Sr Principal Application Security Engineer
Job ID
72377
Posted
17-Jun-2022
Service line
Corporate Segment
Role type
Full-time
Areas of Interest
Digital & Technology/Information Technology
Location(s)
Remote - US - Remote - US - United States of America

Job Summary

The mission of the individual in this role is to leverage their strong understanding of enterprise-level knowledge and/or expert knowledge to mitigate cyber security risk through the strategic development and implementation of Security Champion and Product Security Engineering programs . They will actively work with the CBRE business, Digital & Technology and other partner organizations (Compliance, Risk Mgmt., Audit, & Legal) to seamlessly integrate security processes, tools, and people into the business culture providing a holistic security ecosystem, driving continuous improvements and seamless protection / monitoring capabilities globally. Leads and executes on complex initiatives that drive problem resolution. As a senior member on the team, this individual will work with progressive development teams with a mindset toward being agile and solving problems iteratively.

Experience in all skills listed is not necessary to be qualified for the position. If you have relevant similar experience, we still want to talk to you.

Essential Duties and Responsibilities

·       Be a broker of security, being able to sell the benefits of security, while being mindful of the needs of development teams all over the world

·       Evaluate existing Security Champions program to identify areas for improvement and change

·       Establish approaches for identifying new Security Champions and evaluating Champion growth and impact

·       Define strategic approach for to increase the reach of application security within the organization through development of a new Product Security Engineer program.

·       Understand the concepts of assessing risk, rather than just saying “No”. Be able to find a way to make development teams successful, while still ensuring secure practices

·       Configuring, and administrating technologies for our product teams including SAST, DAST, OSA, secrets management, etc...

·       Help software development teams to understand, and remediate security findings

·       Work with development teams throughout the entire SDLC to ensure code is secure by design, and all the way through production deployment.

·       Assist in development of internal security policies, procedures, and guidelines

·       Be able to quickly come up to speed on new and emerging technologies/cloud services, and understand how to establish at least a baseline of security for them

·       Have well founded opinions and be willing to express your disagreement when something doesn't pass the ‘smell test’ for you.

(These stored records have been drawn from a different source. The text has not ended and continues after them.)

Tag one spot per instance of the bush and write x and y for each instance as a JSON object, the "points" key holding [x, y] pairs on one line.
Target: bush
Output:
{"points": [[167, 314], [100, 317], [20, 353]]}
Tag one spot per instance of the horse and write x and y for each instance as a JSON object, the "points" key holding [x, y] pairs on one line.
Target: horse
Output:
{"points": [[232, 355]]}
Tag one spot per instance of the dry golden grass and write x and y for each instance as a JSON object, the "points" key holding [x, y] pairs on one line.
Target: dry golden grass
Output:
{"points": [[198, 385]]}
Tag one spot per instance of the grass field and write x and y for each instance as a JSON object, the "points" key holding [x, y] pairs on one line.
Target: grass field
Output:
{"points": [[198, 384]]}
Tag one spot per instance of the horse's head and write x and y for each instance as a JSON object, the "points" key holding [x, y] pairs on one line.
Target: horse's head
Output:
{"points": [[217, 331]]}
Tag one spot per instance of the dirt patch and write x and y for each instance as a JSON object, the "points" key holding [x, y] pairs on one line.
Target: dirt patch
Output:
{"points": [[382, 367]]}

·       Other duties as assigned

Supervisory Responsibilities

Shape the direction of the program team moving forward. May provide formal supervision to individual employees within single functional or operational area. Recommends staff recruitment, selection, corrective action and termination. Prepares and delivers performance appraisal for staff. Mentors and coaches team members to further develop competencies. Leads by example and models behaviors that are consistent with the company's values.


Education and Experience

·       Previous experience developing and/or running a Security Champions program

·       Advanced understanding of DevOps practices, and CICD pipelines

·       Advanced understanding of application security testing tools for SAST, DAST, OSA, etc.

·       Advanced experience with either AWS or Azure

·       Strong experience with containers and orchestration platforms (Kubernetes, Mesos, etc.)

·       Strong experience with Kubernetes as well as managed deployments such as EKS and AKS

·       Strong experience integrating application security into Agile teams

·       Strong experience in threat modeling

·       Intermediate knowledge of Infrastructure as Code (Terraform, Ansible, etc.)

·       Bachelor's degree (BA/BS) in a related field of work

o   or equivalent combination of education and experience (equivalent work experience = 2 years of related experience for every year of higher-level education).

Other Skills and/or Abilities

·       Experience with GCP or AliCloud security capabilities

·       Understanding of modern software development practices

Communication Skills

Ability to comprehend, analyze, and interpret the most complex business documents. Ability to respond effectively to the most sensitive issues. Ability to write reports, manuals, speeches and articles using distinctive style. Ability to make effective and persuasive presentations on complex topics to employees, clients, top management and/or public groups. Ability to motivate and negotiate effectively with key employees, and management to take desired action.

Reasoning Ability

Ability to solve advanced problems and deal with a variety of options in complex situations. Requires expert level analytical and quantitative skills with proven experience in developing strategic solutions for a growing matrix-based multi-industry sales environment. Draws upon the analysis of others and makes recommendations that have a direct impact on the company.


CBRE is an equal opportunity/affirmative action employer with a long-standing commitment to providing equal employment opportunity to all qualified applicants regardless of race, color, religion, national origin, sex, sexual orientation, gender identity, pregnancy, age, citizenship, marital status, disability, veteran status, political belief, or any other basis protected by applicable law.

NOTE: An additional requirement for this role is the ability to comply with COVID-19 health and safety protocols, including COVID-19 vaccination proof and/or rigorous testing.